Backgroud Interleukin 1β (IL-1β) is the principal mediator in the pathogenesis of rheumatoid arthritis. Continuous injection of interleukin 1β (IL-1β) into the knee articular cavities of anamals can induce models that resemble rheumatoid arthritis. The objective of this study was to evaluate the feasibility of local recombinant retrovirus viral interleukin 10 (rRV-vlL-10) gene transfer treatment of a rabbit model of arthritis induced by IL-1β. Methods An hIL-1β-induced rabbit rheumatoid arthritis model was established using the MFG-hlL-1β-neo-HIG-82 cell line, which is capable of continuous secretion of hlL-1β. After transfecting the rabbit synovial fibroblast cell line (MFG-hlL-1β-neo-HIG-82) with rRV-vIL-10, G418 was then added to identify the positive clone. The rRV-vlL-10 positive clone was injected into the established rabbit rheumatoid arthritis model through intra-articular injection.

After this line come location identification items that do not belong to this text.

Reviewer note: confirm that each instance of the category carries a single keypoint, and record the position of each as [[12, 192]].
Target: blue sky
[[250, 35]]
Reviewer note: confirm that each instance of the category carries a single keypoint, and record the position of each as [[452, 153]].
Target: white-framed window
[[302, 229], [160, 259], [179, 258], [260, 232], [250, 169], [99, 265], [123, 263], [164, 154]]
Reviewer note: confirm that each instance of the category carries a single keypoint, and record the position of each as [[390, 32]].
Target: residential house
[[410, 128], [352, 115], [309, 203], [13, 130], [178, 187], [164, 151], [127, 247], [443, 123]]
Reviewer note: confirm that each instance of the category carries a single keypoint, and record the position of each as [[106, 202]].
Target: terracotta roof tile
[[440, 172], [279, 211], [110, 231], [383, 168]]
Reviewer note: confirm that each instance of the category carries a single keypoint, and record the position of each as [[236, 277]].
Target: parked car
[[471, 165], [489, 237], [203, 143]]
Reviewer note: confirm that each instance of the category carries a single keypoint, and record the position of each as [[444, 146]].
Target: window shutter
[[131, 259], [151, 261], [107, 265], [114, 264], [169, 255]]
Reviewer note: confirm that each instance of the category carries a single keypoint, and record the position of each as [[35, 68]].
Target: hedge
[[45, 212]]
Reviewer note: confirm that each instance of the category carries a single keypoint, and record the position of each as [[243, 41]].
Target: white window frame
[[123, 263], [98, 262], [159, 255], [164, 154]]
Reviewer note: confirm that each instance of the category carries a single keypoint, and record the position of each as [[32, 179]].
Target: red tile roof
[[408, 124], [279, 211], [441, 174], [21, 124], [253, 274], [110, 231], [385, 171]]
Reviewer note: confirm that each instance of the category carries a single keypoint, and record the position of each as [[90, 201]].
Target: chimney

Successful gene transfer was determined by reverse transcription-polymerase chain reaction (RT-PCR) and immunohistochemistry. The levels of IL-1 β before and after treatment were determined by enzyme- linked immunosorbent assay. Results Retrovirus vector was an effective vector both to synoviocytes in vitro and synovium tissue in vivo as confirmed by RT-PCR and immunohistochemistry. The rabbit arthritis model treated with rRV-vlL-10 showed a dramatic remission of arthritis and a decline in the level of cytokines such as IL-1β. Conclusions Retrovirus-mediated transfection of vlL-10 successfully transferred the gene into rabbit synovium ex vivo and was able to suppress intra-articular inflammation response to IL-1β.